Although students won’t be able to volunteer directly with COD this year, those looking to get their hands dirty can look no further than the DuPage County Forest Preserve District. The district is offering over 15 different volunteer events over the entirety of Earth Week. From April 19 to 24, environmental enthusiasts are able to aid in restoration projects, litter clean up, general beautification and invasive plant removal all across the forest preserve district. 

Kathleen Lech, the stewardship technician for natural resources at the DuPage County Forest Preserve District, and the coordinator for the environmental restoration volunteer workdays, said participation in the forest preserve workdays are very important this Earth Day. 

“I think Earth Day gives focus right back to the planet,” Lech explained. “We’re all here [on this planet]. It’s serving us as a place to live. We should be taking care of it. There’s so much that we’ve already done, so much to destroy it, that we can try to make small steps in the right direction [to repair it].”

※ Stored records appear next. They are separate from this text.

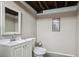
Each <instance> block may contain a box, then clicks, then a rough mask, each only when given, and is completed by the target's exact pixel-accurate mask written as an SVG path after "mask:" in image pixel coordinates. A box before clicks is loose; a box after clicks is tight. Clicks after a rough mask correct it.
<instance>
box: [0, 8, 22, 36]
mask: <svg viewBox="0 0 79 59" xmlns="http://www.w3.org/2000/svg"><path fill="white" fill-rule="evenodd" d="M3 16H5V17H4V18H3V19H2V27H3V28H2V35H6V34H21V12H19V11H15V10H12V9H10V8H8V7H4V14H3Z"/></svg>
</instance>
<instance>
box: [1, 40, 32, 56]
mask: <svg viewBox="0 0 79 59" xmlns="http://www.w3.org/2000/svg"><path fill="white" fill-rule="evenodd" d="M0 56H1V57H32V41H28V42H23V43H20V44H17V45H14V46H5V45H0Z"/></svg>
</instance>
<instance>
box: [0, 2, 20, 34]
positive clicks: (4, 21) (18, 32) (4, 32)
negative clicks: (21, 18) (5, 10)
mask: <svg viewBox="0 0 79 59" xmlns="http://www.w3.org/2000/svg"><path fill="white" fill-rule="evenodd" d="M5 7H7V6H5V5H3V3H2V5H1V17H2V18H1V35H14V34H21V12H20V11H16V10H14V9H12V8H10V7H7V8H9V9H11V10H13V11H16V12H18V31H17V32H6V31H5V20H6V19H5Z"/></svg>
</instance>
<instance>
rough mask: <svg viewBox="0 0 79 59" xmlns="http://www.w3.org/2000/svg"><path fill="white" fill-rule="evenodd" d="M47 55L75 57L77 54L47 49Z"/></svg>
mask: <svg viewBox="0 0 79 59" xmlns="http://www.w3.org/2000/svg"><path fill="white" fill-rule="evenodd" d="M47 55H48V56H49V57H75V55H70V54H64V53H59V52H51V51H47Z"/></svg>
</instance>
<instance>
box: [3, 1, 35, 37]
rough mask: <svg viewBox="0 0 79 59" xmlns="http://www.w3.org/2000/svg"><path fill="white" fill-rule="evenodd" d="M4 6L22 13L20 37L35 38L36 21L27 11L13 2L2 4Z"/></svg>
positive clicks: (29, 13) (7, 2)
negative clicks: (21, 28) (30, 37)
mask: <svg viewBox="0 0 79 59" xmlns="http://www.w3.org/2000/svg"><path fill="white" fill-rule="evenodd" d="M4 4H5V6H8V7H9V8H11V9H13V10H16V11H21V12H22V37H25V38H28V37H36V19H35V17H34V16H33V15H32V14H30V13H29V12H28V11H27V10H25V9H23V8H21V7H20V6H18V5H17V4H16V3H15V2H11V1H10V2H9V1H8V2H7V1H6V2H4Z"/></svg>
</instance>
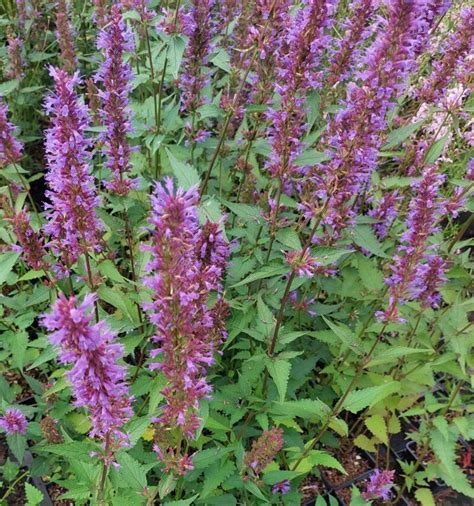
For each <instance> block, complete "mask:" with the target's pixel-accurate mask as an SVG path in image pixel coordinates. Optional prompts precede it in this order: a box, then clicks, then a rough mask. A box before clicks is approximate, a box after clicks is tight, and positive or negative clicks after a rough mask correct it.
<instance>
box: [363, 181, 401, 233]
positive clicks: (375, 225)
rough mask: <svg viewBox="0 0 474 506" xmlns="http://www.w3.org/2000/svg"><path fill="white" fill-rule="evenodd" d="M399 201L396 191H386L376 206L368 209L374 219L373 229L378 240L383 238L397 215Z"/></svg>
mask: <svg viewBox="0 0 474 506" xmlns="http://www.w3.org/2000/svg"><path fill="white" fill-rule="evenodd" d="M399 202H400V196H399V194H398V191H397V190H395V191H393V192H388V193H386V194H385V195H384V196H383V197H382V198H381V199H380V202H379V203H378V205H377V207H375V208H374V209H371V210H370V211H369V216H370V217H371V218H374V219H376V220H379V222H378V223H374V225H373V229H374V232H375V234H376V235H377V237H378V238H379V240H382V239H385V237H386V236H387V234H388V231H389V230H390V227H391V226H392V224H393V222H394V221H395V218H396V217H397V215H398V211H397V205H398V203H399Z"/></svg>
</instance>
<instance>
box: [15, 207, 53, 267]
mask: <svg viewBox="0 0 474 506" xmlns="http://www.w3.org/2000/svg"><path fill="white" fill-rule="evenodd" d="M11 222H12V225H13V232H15V235H16V238H17V241H18V243H19V245H20V251H21V252H22V253H23V255H24V257H25V260H26V263H27V264H28V265H29V266H30V267H31V268H32V269H34V270H41V269H45V270H46V269H47V265H48V264H47V262H46V261H45V260H44V256H45V255H46V250H45V248H44V241H43V238H42V237H41V236H40V234H38V233H37V232H36V231H35V230H33V228H32V226H31V224H30V215H29V214H28V213H27V212H26V211H25V210H24V209H22V210H21V211H19V212H18V213H16V214H15V215H14V216H13V217H12V218H11Z"/></svg>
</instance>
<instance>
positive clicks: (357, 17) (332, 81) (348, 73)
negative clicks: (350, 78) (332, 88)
mask: <svg viewBox="0 0 474 506" xmlns="http://www.w3.org/2000/svg"><path fill="white" fill-rule="evenodd" d="M374 9H375V5H374V0H354V1H353V2H352V3H351V6H350V12H351V16H350V18H349V19H347V20H346V21H345V23H344V25H345V32H344V37H343V39H342V40H341V41H337V48H338V49H337V50H336V51H335V52H334V55H333V56H332V57H331V60H330V67H329V72H328V77H327V78H326V82H327V84H328V85H329V86H334V85H335V84H336V83H338V82H340V81H344V80H345V79H347V78H348V77H349V75H350V74H351V72H353V71H354V63H355V62H356V61H358V59H359V57H360V55H361V46H362V45H363V43H364V42H365V41H366V40H367V38H368V37H369V35H370V34H371V33H372V28H370V27H369V24H370V21H371V19H372V15H373V12H374Z"/></svg>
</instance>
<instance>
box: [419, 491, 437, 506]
mask: <svg viewBox="0 0 474 506" xmlns="http://www.w3.org/2000/svg"><path fill="white" fill-rule="evenodd" d="M415 498H416V500H417V501H419V502H420V503H421V506H435V505H436V503H435V500H434V497H433V493H432V492H431V490H430V489H429V488H419V489H417V490H415Z"/></svg>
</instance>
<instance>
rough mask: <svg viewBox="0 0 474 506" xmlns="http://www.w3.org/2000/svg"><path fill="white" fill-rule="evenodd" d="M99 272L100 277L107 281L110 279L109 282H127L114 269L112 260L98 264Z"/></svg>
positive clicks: (116, 268) (118, 282)
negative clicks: (98, 266) (98, 267)
mask: <svg viewBox="0 0 474 506" xmlns="http://www.w3.org/2000/svg"><path fill="white" fill-rule="evenodd" d="M99 272H100V273H101V274H102V276H105V277H106V278H107V279H110V280H111V281H117V282H118V283H123V282H124V281H127V280H126V278H124V277H123V276H122V275H121V274H120V272H119V271H118V269H117V267H115V264H114V263H113V262H112V260H108V259H107V260H104V261H103V262H101V263H100V264H99Z"/></svg>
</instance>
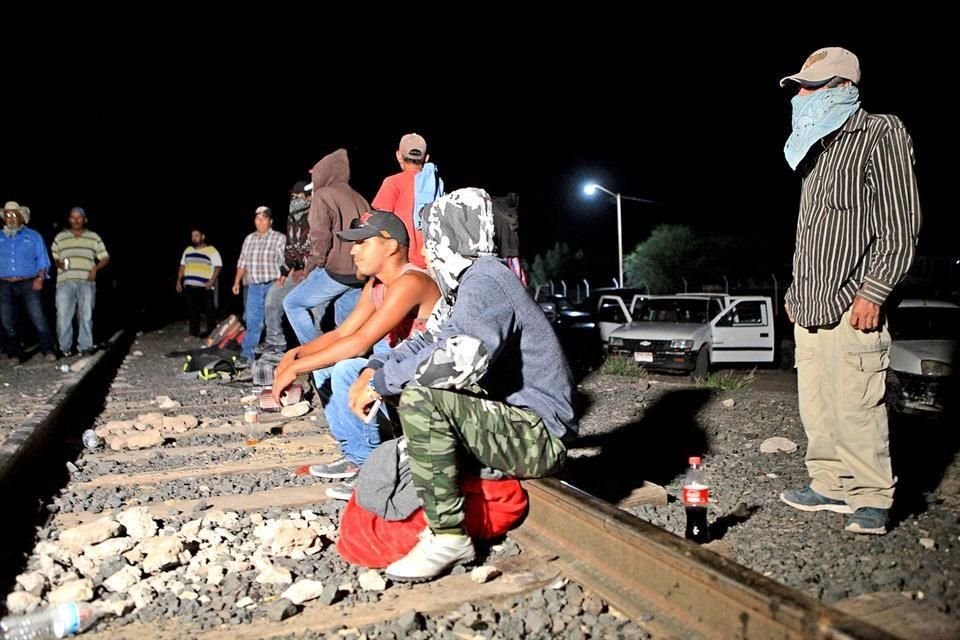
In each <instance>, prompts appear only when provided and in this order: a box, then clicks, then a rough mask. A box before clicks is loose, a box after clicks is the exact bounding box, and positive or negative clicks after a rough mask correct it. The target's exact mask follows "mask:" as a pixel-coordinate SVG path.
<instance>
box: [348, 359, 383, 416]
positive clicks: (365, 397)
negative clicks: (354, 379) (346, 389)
mask: <svg viewBox="0 0 960 640" xmlns="http://www.w3.org/2000/svg"><path fill="white" fill-rule="evenodd" d="M373 373H374V372H373V369H364V370H363V371H361V372H360V375H359V376H358V377H357V379H356V381H355V382H354V383H353V384H352V385H350V394H349V405H350V410H351V411H353V412H354V413H355V414H356V415H357V417H359V418H360V419H361V420H365V419H366V417H367V412H366V411H365V409H366V408H367V407H369V406H370V405H371V403H373V402H375V401H376V400H377V399H378V398H379V397H380V394H379V393H377V392H376V391H373V390H372V389H371V388H370V381H371V380H373Z"/></svg>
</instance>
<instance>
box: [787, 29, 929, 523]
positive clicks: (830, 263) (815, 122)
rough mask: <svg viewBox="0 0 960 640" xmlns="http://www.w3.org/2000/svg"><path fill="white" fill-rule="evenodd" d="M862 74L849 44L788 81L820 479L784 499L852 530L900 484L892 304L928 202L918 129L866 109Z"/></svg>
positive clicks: (814, 465)
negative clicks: (829, 517) (825, 512)
mask: <svg viewBox="0 0 960 640" xmlns="http://www.w3.org/2000/svg"><path fill="white" fill-rule="evenodd" d="M859 82H860V63H859V61H858V60H857V57H856V56H855V55H854V54H853V53H851V52H850V51H847V50H846V49H841V48H839V47H828V48H826V49H820V50H819V51H816V52H814V53H813V54H811V55H810V57H808V58H807V60H806V62H805V63H804V64H803V68H802V69H801V70H800V71H799V72H798V73H796V74H794V75H791V76H788V77H786V78H783V79H782V80H781V81H780V85H781V86H790V87H793V88H796V89H797V94H796V96H795V97H794V98H793V100H792V105H793V131H792V133H791V135H790V137H789V138H788V140H787V143H786V145H785V147H784V155H785V157H786V159H787V162H788V164H790V166H791V167H792V168H793V169H794V170H796V171H797V172H798V173H799V174H800V176H801V177H802V179H803V186H802V190H801V194H800V215H799V218H798V220H797V235H796V250H795V253H794V257H793V283H792V284H791V285H790V287H789V289H788V290H787V293H786V298H785V307H786V311H787V316H788V317H789V319H790V320H791V322H795V327H794V337H795V340H796V366H797V385H798V398H799V404H800V418H801V420H802V421H803V426H804V430H805V431H806V434H807V440H808V443H807V453H806V464H807V472H808V473H809V474H810V477H811V482H810V485H809V486H807V487H804V488H802V489H789V490H787V491H784V492H783V493H782V494H780V498H781V500H783V501H784V502H786V503H787V504H788V505H790V506H792V507H794V508H797V509H800V510H803V511H834V512H837V513H846V514H852V515H851V516H850V518H849V519H848V521H847V524H846V527H845V529H846V530H847V531H850V532H853V533H866V534H883V533H886V530H887V522H888V514H889V510H890V508H891V507H892V505H893V494H894V486H895V485H896V478H894V476H893V472H892V468H891V462H890V447H889V433H888V426H887V413H886V407H885V406H884V395H885V390H886V370H887V366H888V364H889V349H890V333H889V332H888V330H887V323H886V318H885V317H884V314H883V305H884V303H885V302H886V300H887V296H889V295H890V293H891V291H892V290H893V288H894V287H895V286H896V285H897V284H898V283H899V282H900V281H901V280H902V279H903V278H904V276H905V275H906V274H907V270H908V269H909V268H910V265H911V263H912V262H913V257H914V252H915V248H916V241H917V234H918V232H919V229H920V201H919V198H918V196H917V183H916V178H915V176H914V172H913V163H914V158H913V143H912V141H911V139H910V135H909V134H908V133H907V131H906V129H905V128H904V126H903V123H902V122H901V121H900V119H899V118H897V117H895V116H891V115H875V114H870V113H867V112H866V111H864V110H863V109H862V108H860V94H859V88H858V84H859Z"/></svg>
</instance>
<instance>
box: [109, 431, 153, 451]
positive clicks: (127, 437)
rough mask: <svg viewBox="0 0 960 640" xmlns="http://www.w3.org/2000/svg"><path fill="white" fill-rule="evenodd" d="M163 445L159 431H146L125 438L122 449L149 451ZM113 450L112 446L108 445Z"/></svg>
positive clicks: (112, 447) (111, 445) (134, 433)
mask: <svg viewBox="0 0 960 640" xmlns="http://www.w3.org/2000/svg"><path fill="white" fill-rule="evenodd" d="M161 444H163V434H162V433H160V431H159V429H147V430H146V431H138V432H137V433H131V434H130V435H128V436H127V437H126V442H124V444H123V447H124V448H126V449H149V448H150V447H156V446H159V445H161ZM110 448H111V449H112V448H113V445H110Z"/></svg>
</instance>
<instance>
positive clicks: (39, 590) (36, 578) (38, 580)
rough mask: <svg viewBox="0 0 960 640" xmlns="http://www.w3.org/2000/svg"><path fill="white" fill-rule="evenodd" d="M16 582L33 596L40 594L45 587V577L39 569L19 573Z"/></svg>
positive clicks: (20, 586)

Volunteering, however important, is not the only way to get involved this Earth Day. In fact, according to Lech, there are plenty of ways individuals can promote sustainability from the comfort of their own homes. 

“Do some research about what you can plant at home if you have a garden,” Lech said. “I know there’s plenty of litter pretty much everywhere. You can always do litter clean up around your neighborhood. Watch for the things that you’re buying. If you can’t recycle it, if you can, or if you could do things in a more practical way where you’re not using as many resources. The list goes on.”

Getting involved in activities like composting used organic materials, upcycling (the reuse and restoration of thrifted objects) and having an overall mindfulness of consumption habits is a great way to make a difference this upcoming Earth Day. However, in order to truly maximize environmental effectiveness, according to Ensweiler, these Earth Day activities need to become habitual practice 365 days out of the year. 

“Once you start getting into habits, they’ll become second nature,” Ensweiler explained. “Maybe it’s going to cost a little more. Maybe it’s going to take a little more time. Take that time. Pay that cost, and you’ll feel better because you’re doing your part, and the Earth will be happier too.”

“Everything starts with the students,” Ensweiler said. “The more support we can get from students to help along these Earth Day efforts, the more successful we will be [in protecting this planet].”